Toutefois, cette situation est en train de changer car dans un continent de 1,2 milliard d’habitants – dont 60 % de la population à moins de 24 ans, selon l’ONU –, le développement économique par le sport est devenu une évidence, sinon une nécessité. A la fois pour les pays et pour les instances comme la Fédération internationale de football (FIFA) qui a tenu en mars, pour la première fois de son histoire, son congrès en Afrique, à l’Arena de Kigali au Rwanda.

Une aide à la professionnalisation

Depuis plus de deux décennies déjà, le Maroc mise sur des infrastructures haut de gamme pour convaincre les grandes institutions de lui confier leurs compétitions et, au passage, étendre son influence à travers le sport. Avant d’héberger le Mondial en 2030, ce pays a réussi à accueillir à plusieurs reprises la Coupe du monde des clubs de la FIFA (en 2013, 2014 et 2022). Un tournoi de second plan mais qui rassemble les plus belles équipes de la planète comme le Real Madrid.
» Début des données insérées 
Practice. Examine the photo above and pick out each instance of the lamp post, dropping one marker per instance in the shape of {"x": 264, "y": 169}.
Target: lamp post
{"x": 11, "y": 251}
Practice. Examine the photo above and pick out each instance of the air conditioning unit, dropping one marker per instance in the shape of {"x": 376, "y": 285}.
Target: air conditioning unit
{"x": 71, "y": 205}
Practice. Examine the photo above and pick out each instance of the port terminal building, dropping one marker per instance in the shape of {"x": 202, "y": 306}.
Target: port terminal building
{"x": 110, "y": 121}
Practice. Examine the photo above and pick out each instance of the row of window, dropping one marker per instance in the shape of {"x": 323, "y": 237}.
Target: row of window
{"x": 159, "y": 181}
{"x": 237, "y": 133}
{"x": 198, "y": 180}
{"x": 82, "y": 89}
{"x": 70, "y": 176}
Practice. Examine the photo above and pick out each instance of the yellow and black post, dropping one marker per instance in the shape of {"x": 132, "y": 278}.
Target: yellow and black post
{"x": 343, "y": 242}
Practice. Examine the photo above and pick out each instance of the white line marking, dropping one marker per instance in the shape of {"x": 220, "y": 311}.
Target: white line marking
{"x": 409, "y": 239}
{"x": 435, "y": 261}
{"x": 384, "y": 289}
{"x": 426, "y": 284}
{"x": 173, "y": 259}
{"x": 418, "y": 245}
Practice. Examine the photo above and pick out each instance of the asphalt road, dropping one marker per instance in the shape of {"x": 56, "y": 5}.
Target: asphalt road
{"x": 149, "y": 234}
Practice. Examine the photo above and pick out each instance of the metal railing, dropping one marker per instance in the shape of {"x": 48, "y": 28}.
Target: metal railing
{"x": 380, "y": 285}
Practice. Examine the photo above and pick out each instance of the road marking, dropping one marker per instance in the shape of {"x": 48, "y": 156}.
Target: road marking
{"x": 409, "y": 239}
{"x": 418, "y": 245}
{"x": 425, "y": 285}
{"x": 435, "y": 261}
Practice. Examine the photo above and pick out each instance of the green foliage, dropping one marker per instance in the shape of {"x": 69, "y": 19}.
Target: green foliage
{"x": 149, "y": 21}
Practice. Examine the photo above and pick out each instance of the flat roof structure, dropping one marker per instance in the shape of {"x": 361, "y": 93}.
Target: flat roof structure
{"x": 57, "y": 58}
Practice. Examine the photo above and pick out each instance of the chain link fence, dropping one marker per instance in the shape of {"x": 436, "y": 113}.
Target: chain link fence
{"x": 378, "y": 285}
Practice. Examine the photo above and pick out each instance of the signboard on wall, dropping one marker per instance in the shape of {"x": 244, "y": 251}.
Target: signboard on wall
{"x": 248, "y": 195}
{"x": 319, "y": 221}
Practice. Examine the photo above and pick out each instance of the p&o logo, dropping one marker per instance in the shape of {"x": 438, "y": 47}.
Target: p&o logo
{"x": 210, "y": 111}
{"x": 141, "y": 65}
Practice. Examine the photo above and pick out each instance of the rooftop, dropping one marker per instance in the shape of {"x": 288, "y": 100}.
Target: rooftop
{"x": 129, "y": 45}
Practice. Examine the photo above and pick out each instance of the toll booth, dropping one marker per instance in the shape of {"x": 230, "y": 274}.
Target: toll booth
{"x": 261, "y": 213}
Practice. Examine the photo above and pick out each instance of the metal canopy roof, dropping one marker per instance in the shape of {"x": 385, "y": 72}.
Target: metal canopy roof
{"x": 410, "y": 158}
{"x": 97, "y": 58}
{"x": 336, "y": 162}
Grâce à ses pelouses, le royaume permet à des sélections nationales comme le Burkina Faso – qui n’a pas de stade homologué – de jouer leur match « à domicile » à Marrakech.

De plus, la FIFA ou encore le Comité international olympique (CIO) reverse des millions de dollars chaque année à leurs fédérations membres afin de les aider à se professionnaliser davantage et participer au financement des infrastructures.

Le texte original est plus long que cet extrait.